Deux modèles Flsun sont disponibles sur le marché aujourd’hui et vous êtes très nombreux à m’interroger sur ces machines depuis leur apparition dans les bons plans. Le premier modèle est l’imprimante 3D Flsun Q5 qui est une solution Delta d’environ 64 cm de haut sans compter la bobine. 

Flsun

Ce modèle imprime dans un cylindre de 20 cm de diamètre sur 20 cm de haut et propose une fonction de leveling automatique sur 27 points de contact. Le fonctionnement de ce système est assez simple avec un adaptateur à placer à un endroit adapté en dessous de la buse. Ce petit appareil va alors procéder à une détection de plusieurs points sur le plateau pour déterminer sa position et ainsi s’assurer du placement adapté de l’ensemble. 

Flsun

L’ensemble des manipulations se fait via un petit écran couleur tactile. Disponible en anglais, il est très didactique avec des menus logiques qui vont vous accompagner dan les étapes les plus courantes.
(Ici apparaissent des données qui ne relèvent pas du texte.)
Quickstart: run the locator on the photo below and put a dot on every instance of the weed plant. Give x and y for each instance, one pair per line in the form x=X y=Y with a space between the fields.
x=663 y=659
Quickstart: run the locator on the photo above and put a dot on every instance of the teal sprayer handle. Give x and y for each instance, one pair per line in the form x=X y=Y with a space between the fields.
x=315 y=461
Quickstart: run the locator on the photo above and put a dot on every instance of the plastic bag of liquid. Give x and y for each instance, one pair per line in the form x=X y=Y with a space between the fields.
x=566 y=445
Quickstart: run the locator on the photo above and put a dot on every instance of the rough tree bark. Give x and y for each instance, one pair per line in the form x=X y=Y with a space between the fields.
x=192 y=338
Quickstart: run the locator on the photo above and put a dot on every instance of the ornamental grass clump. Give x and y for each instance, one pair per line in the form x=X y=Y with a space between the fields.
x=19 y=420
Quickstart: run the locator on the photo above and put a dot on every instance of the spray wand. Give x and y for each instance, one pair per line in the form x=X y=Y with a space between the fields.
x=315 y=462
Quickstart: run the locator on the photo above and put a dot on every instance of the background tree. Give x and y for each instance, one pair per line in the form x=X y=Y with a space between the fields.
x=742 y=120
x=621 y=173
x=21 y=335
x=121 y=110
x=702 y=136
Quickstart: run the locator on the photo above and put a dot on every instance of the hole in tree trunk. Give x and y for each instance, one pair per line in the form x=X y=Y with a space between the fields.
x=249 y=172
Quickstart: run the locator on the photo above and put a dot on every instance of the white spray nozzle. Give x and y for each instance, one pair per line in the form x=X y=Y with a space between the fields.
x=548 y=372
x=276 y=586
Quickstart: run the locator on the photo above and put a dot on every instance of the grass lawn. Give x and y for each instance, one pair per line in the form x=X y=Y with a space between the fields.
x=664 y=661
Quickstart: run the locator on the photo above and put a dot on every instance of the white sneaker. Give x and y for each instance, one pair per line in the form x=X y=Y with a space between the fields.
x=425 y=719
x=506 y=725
Lancer une opération de leveling se fera en suivant simplement les icônes qui clignotent à l’écran par exemple.

Flsun Q5

Le plateau est de type Ultrabase, il est couvert d’un matériau spécifiquement conçu pour l’impression 3D et qui va assurer une très bonne adhérence pour vos objets tant qu’il est chaud et permettre de détacher les objets facilement une fois refroidi. Le leveling est à réaliser une fois après l’assemblage de l’imprimante et, éventuellement, après un déplacement important de celle-ci. Un menu spécifique permet de lancer l’opération qui dure environ 3 à 4 minutes. C’est assez amusant à regarder la première fois.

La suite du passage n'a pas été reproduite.